Last year I found a first edition of Pietà, by R S Thomas, his seventh published volume, issued in 1966. It's a serious looking slim volume, wrapped in now slightly faded mauve, and black. The austere appearance and stark title image, anticipate rather exactly the mood and gravity of much of the book's contents. The font used in the upper case title, the tau cross T, and the segnaccento above the A, are hauntingly evocative of Roman crucifixion nails. The dust jacket was designed by M.E. Eldridge, whom Thomas married in 1937.
The lamentation of the Christ (Pietà) is one of the most strongly evocative images in Christian art. The Pieta is a visual representation of a son's love-compelled suffering and death, and a mother's love inconsolable in grief. The the two human forms, mother and son, are entangled in the anguish of loss, death and bereavement, draped together in a love both serene and defiant of the world doing its worst.
Two poems can helpfully be read together from this collection; the title poem 'Pietà', and 'In Church'. Both poems express the anguish and ambiguity of the poet's faith at a time of crisis in his life and vocation as poet, priest and theologian on the trail of the elusive presence and compelling attraction of his God. Both poems also intimate a shift in Thomas to a more theological form of reflection on the presence and absence of God in the context of both the Passion pf Christ and Thomas's personal inner crucifixion of soul. Out of his experience of God's nearness and distance, presence and absence, occasional intimation of divine acknowledgement and frequent disappointment of unexplained silence Thomas, torn between faith and doubt, wrote some of his most faith-interrogating poems. In both 'Pietà', and 'In Church' he explores the concept, and the theological and spiritual implicates, of "an untenanted cross."
Pietà
Always the same hills
Crowd the horizon,
Remote witnesses
Of the still scene.
And in the foreground
The tall Cross,
Sombre, untenanted,
Aches for the Body
That is back in the cradle
Of a maid’s arms.
Pietà, the title poem locates the incarnate and crucified Christ beneath a dominant cross and lying helpless in his mother's arms, the cradle that first held him. The scene is as still as death. There are no explanatory glosses, but a foregrounding of the Cross which is personified and invested with feelings. The wood-worked cross, sharing that same sense of cosmic loss, aches for the body of the carpenter, the whole creation groaning and awaiting redemption. It is an astonishing juxtaposition of ideas.
The Michelangelo Pieta most naturally comes to mind as the defining image of a mother's lamentation overflowing in tears for the world. I don't know if Thomas ever went to Rome to see it, but behind that masterpiece is a huge square, sharp-edged 'untenanted cross', in stark contrast to the softly flowing drapery, human formfulness, and intricate detailed intimacy of the mother cradling her dead child. (See image below)
The entire mystery of the Incarnation as the story of God in Christ, from cradle to cross, resides in this short second stanza. The suffering of the Christ is mirrored in the face of his mother, her arms a cradle, the lifeless body suspended in that time between the times, post crucifixion and pre-resurrection.
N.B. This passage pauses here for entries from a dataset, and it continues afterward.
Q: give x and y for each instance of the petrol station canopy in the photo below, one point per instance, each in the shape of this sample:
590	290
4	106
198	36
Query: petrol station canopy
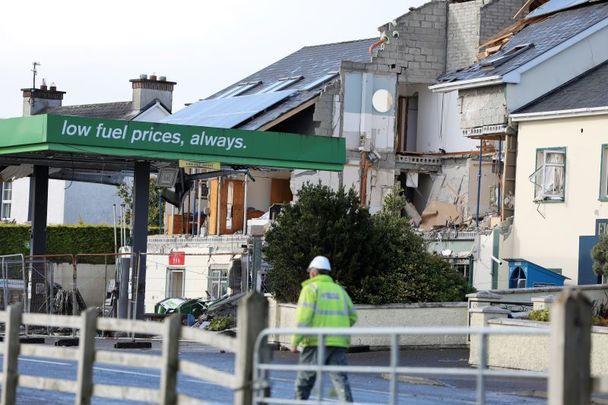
114	145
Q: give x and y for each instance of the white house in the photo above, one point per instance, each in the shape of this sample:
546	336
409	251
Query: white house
72	202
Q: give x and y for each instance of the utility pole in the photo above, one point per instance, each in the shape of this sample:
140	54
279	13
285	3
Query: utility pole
34	73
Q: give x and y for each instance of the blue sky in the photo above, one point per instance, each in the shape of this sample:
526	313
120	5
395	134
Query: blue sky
92	49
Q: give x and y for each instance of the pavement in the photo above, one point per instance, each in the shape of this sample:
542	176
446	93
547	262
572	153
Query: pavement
368	388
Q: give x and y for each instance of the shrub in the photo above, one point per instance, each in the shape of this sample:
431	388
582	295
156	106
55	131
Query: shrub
378	259
540	315
221	323
62	239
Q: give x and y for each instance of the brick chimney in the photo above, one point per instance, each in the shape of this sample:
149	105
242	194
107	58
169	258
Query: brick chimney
36	101
148	89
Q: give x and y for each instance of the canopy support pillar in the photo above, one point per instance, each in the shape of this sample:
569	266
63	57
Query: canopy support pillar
141	194
39	193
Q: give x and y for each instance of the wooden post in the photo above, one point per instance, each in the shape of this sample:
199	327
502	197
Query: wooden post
570	348
252	318
170	360
86	357
11	355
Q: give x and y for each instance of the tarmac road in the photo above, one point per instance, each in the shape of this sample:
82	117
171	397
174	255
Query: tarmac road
369	388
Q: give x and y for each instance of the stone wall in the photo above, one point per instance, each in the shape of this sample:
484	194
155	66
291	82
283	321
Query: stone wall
395	315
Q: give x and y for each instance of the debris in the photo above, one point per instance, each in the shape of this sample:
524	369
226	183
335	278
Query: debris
411	212
437	214
63	302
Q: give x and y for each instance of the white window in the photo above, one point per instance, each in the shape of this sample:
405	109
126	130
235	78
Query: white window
549	178
175	282
218	282
7	197
604	174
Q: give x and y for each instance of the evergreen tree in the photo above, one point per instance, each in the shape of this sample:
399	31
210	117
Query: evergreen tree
379	259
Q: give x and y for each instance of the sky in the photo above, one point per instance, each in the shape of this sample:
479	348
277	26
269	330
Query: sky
90	49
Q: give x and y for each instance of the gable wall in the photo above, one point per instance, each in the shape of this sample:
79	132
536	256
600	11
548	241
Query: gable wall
420	49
The untenanted cross aches to hold the crucified, and the arms of the mother though full again as she cradles her son, ache with the weight of his body, and are themselves cruciform. The poignancy of the poet's softer words are made more acute by the way he hints backwards to the nativity, and a maid holding her first child, and in those same arms, the destiny of humanity.
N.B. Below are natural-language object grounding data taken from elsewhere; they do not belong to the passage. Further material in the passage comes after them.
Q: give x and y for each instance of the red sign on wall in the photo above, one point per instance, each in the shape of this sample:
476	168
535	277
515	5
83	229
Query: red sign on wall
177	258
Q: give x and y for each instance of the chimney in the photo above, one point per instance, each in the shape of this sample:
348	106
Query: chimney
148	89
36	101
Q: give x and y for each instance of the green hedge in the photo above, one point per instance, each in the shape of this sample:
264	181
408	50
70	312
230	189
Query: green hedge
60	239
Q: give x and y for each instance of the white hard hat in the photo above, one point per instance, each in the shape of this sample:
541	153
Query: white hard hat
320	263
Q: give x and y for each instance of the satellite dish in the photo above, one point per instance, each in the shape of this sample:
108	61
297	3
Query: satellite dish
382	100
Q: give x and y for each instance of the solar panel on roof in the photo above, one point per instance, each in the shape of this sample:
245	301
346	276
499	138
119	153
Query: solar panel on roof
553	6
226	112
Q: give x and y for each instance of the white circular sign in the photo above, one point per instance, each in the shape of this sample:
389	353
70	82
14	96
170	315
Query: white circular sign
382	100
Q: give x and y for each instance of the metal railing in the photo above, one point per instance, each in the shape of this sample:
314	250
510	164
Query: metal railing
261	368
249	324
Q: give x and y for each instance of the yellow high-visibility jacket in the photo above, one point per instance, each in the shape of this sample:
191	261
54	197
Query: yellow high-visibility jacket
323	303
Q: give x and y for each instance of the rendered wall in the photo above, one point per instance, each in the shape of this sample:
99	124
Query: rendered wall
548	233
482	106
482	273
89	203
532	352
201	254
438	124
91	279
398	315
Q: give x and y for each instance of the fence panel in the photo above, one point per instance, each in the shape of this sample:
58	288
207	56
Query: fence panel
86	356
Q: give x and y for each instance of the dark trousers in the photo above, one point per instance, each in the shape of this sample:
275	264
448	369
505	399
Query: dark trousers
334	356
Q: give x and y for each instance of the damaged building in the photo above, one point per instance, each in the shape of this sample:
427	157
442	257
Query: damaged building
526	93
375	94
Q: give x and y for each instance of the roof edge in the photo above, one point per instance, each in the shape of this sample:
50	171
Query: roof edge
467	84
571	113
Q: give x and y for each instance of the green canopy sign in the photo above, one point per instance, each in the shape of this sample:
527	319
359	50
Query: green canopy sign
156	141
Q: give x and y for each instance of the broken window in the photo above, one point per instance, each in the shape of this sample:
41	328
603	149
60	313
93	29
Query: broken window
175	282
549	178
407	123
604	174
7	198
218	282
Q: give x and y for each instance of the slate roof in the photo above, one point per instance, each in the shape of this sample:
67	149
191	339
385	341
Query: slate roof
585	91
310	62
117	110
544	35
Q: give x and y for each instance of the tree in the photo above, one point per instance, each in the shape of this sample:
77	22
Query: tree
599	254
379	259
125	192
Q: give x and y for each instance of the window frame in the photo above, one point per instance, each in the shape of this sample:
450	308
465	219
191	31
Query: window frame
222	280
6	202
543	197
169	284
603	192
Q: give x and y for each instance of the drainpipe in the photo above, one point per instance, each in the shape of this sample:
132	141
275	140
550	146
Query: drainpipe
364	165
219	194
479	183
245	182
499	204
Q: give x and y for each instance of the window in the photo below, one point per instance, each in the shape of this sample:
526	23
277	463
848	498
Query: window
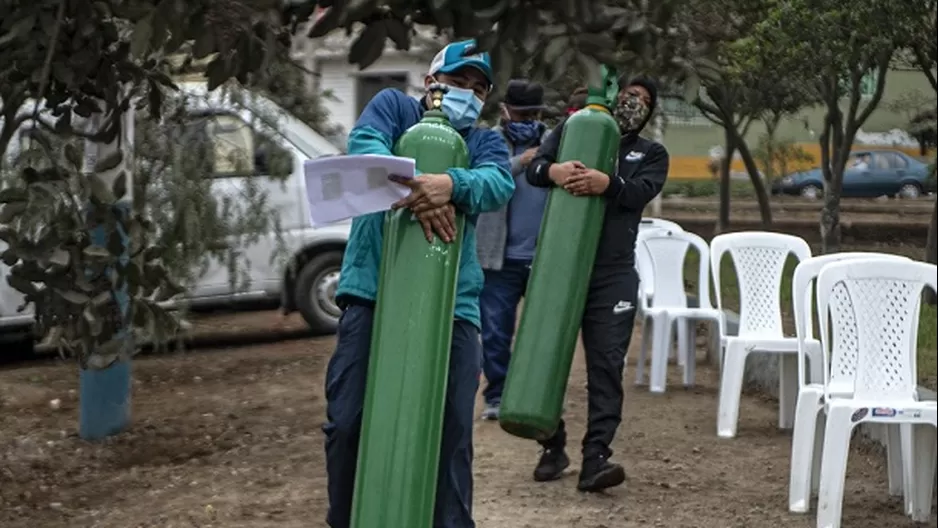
891	160
236	150
677	111
367	86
At the end of the Pietà collection comes 'In Church.' I wrote about that poem a year or two ago and the post can be found using the link below. I simply want to draw attention here to its connection to the poem Pietà. Waiting in the empty church is Thomas, the priest. When everyone else has gone, he is listening, searching, hoping for some glimpse or whisper of presence, some inner assurance that the crucified God he serves, though hidden is present, and though silent speaks even in that silence.